CalSTRS may expand allocation range for alternatives

The $147bn US pension will decide today whether it will respond to the denominator effect by increasing the amount it is allowed to invest in real estate to 17% of total assets.

The California State Teachers' Retirement System has asked its board to increase its acceptable real estate allocation to 17 percent in an effort to counterbalance its over-weighted portfolio.

As of 30 September, 14.4 percent of CalSTRS' investment portfolio was comprised of real estate; its acceptable allocation range for the asset class is between 4 percent and 13 percent with a target of 11 percent.

Under a new allocation policy up for approval today, the $146 billion CalSTRS would be able to invest up to 17 percent of its portfolio in real estate, with a minimum threshold of 5 percent. CalSTRS' long-term target

CalSTRS' similarly over-weighted private equity portfolio would also receive a bump in its allocation range.
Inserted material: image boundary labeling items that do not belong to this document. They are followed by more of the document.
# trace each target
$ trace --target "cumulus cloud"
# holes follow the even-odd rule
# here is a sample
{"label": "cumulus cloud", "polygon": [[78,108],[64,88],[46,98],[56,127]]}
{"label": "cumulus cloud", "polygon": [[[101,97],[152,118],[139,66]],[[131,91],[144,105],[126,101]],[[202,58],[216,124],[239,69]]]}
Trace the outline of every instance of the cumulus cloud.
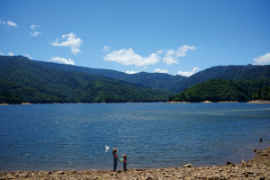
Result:
{"label": "cumulus cloud", "polygon": [[36,28],[40,28],[40,26],[35,25],[34,23],[32,23],[32,24],[30,26],[30,28],[32,29],[32,30],[36,29]]}
{"label": "cumulus cloud", "polygon": [[34,32],[33,33],[30,32],[29,34],[32,37],[37,37],[41,34],[41,32]]}
{"label": "cumulus cloud", "polygon": [[163,50],[158,50],[157,54],[162,54]]}
{"label": "cumulus cloud", "polygon": [[[62,35],[62,39],[59,40],[56,39],[54,42],[50,42],[52,46],[64,46],[71,49],[71,52],[76,55],[81,52],[80,46],[83,44],[83,40],[80,38],[76,38],[76,34],[69,33]],[[60,41],[60,42],[59,42]]]}
{"label": "cumulus cloud", "polygon": [[17,24],[15,22],[7,22],[7,25],[14,26],[14,27],[18,27]]}
{"label": "cumulus cloud", "polygon": [[166,57],[162,59],[167,65],[178,64],[177,58],[175,56],[175,50],[167,50]]}
{"label": "cumulus cloud", "polygon": [[68,60],[67,58],[60,58],[60,57],[50,58],[47,62],[52,62],[52,61],[58,62],[60,64],[75,65],[75,62],[71,60],[71,58],[68,58]]}
{"label": "cumulus cloud", "polygon": [[5,24],[5,22],[2,22],[2,21],[0,20],[0,24]]}
{"label": "cumulus cloud", "polygon": [[109,46],[104,46],[104,48],[102,50],[102,52],[108,52],[110,50]]}
{"label": "cumulus cloud", "polygon": [[135,71],[135,70],[127,70],[126,71],[126,74],[136,74],[136,73],[139,73],[139,72]]}
{"label": "cumulus cloud", "polygon": [[253,58],[254,65],[266,65],[270,63],[270,53]]}
{"label": "cumulus cloud", "polygon": [[154,73],[167,73],[168,74],[168,71],[166,69],[156,68],[154,70]]}
{"label": "cumulus cloud", "polygon": [[146,68],[148,68],[148,67],[143,67],[143,68],[139,68],[138,70],[144,70],[144,69],[146,69]]}
{"label": "cumulus cloud", "polygon": [[122,65],[135,65],[137,67],[155,65],[160,58],[161,57],[157,53],[152,53],[149,57],[141,57],[136,54],[132,49],[115,50],[107,54],[104,58],[108,61],[115,61]]}
{"label": "cumulus cloud", "polygon": [[178,71],[178,75],[181,75],[183,76],[190,76],[195,74],[196,71],[198,71],[200,68],[198,67],[194,67],[191,72],[183,72]]}
{"label": "cumulus cloud", "polygon": [[184,57],[184,56],[186,56],[185,53],[187,52],[187,50],[194,50],[196,49],[197,48],[194,47],[194,46],[184,45],[177,49],[176,54],[176,57]]}
{"label": "cumulus cloud", "polygon": [[29,54],[24,54],[24,57],[29,58],[30,59],[32,59],[31,56]]}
The pension currently is allowed to invest between 4 percent and 11 percent with a target of 9 percent. At present, 12 percent of CalSTRS' investment portfolio was comprised of private equity. Those limits would be boosted to between 3 percent and 15 percent.

The move is a major shift for CalSTRS and is meant to avoid the automatic portfolio rebalancing triggered when an asset class becomes over-weighted.
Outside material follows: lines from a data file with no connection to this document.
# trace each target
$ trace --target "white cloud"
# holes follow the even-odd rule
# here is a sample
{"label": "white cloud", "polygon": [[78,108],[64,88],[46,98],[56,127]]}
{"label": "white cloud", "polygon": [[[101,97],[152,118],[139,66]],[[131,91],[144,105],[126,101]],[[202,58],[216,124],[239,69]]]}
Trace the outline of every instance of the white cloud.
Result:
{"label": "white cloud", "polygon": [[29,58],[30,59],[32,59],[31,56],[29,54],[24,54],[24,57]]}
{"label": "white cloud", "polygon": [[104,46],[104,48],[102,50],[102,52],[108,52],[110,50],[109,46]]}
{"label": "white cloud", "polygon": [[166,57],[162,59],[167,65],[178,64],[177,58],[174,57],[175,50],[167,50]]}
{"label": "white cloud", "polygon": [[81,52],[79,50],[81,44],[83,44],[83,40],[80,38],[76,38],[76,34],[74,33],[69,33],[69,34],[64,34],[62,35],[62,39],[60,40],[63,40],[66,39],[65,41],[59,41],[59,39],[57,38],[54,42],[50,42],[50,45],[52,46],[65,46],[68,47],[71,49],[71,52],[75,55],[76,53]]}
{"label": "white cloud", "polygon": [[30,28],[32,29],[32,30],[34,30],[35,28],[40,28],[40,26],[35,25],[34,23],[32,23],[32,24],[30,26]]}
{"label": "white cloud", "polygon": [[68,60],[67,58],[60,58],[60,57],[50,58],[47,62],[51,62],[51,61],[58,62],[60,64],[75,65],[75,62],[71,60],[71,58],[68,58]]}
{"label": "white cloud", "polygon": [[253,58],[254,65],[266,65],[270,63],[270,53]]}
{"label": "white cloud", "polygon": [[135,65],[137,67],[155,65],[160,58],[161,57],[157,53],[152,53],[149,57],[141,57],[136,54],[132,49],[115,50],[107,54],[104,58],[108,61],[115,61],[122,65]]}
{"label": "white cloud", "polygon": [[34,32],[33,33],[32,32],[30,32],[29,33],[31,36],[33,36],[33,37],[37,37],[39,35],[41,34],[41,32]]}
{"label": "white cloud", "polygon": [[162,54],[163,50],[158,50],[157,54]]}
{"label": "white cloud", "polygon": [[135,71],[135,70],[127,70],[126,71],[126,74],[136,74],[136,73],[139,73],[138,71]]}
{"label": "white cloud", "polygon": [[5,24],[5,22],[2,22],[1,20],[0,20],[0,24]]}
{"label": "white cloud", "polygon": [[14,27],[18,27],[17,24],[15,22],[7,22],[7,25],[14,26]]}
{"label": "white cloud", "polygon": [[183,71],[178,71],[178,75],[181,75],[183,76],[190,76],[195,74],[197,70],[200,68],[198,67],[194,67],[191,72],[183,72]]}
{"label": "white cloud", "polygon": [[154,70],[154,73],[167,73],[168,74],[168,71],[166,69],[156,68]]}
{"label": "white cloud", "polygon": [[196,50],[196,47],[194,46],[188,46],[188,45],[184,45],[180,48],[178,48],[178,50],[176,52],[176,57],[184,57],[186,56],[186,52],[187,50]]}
The pension has not altered its target allocation range for private equity, real estate and cash since 2001, when it approved a plus or minus two percent range for the three asset classes.

That range is tighter than the average public pension plan, which uses a plus or minus five percent range for all asset classes, according to CalSTRS committee documents.

“Due to the decline in global equity values and, on the other hand, the illiquidity and static value of private equity and real estate the allocation to those areas has well exceeded their policy ranges,” staff wrote in public CalSTRS investment committee documents.  “With the market volatility and lack of liquidity, it is not prudent to be forced into automatic rebalancing.”

In an effort to achieve that kind of flexibility, CalSTRS  will also double its allowance for public asset classes, which have dipped well below their target allocations as a result of the precipitous decline in public markets both in the US and abroad.

Like CalSTRS, institutional investors around the world are confronting over-weighted alternatives allocations, which are restricting their ability to commit to private equity and real estate funds.

Instead of hiking their private equity allocations, many investors have taken to the secondaries market to help alleviate over-weighting problems.

Gary Stevens, partner of Landmark Partners, recently told PERE he had received more phone calls over the past few months from LPs and investors than in the previous three years combined.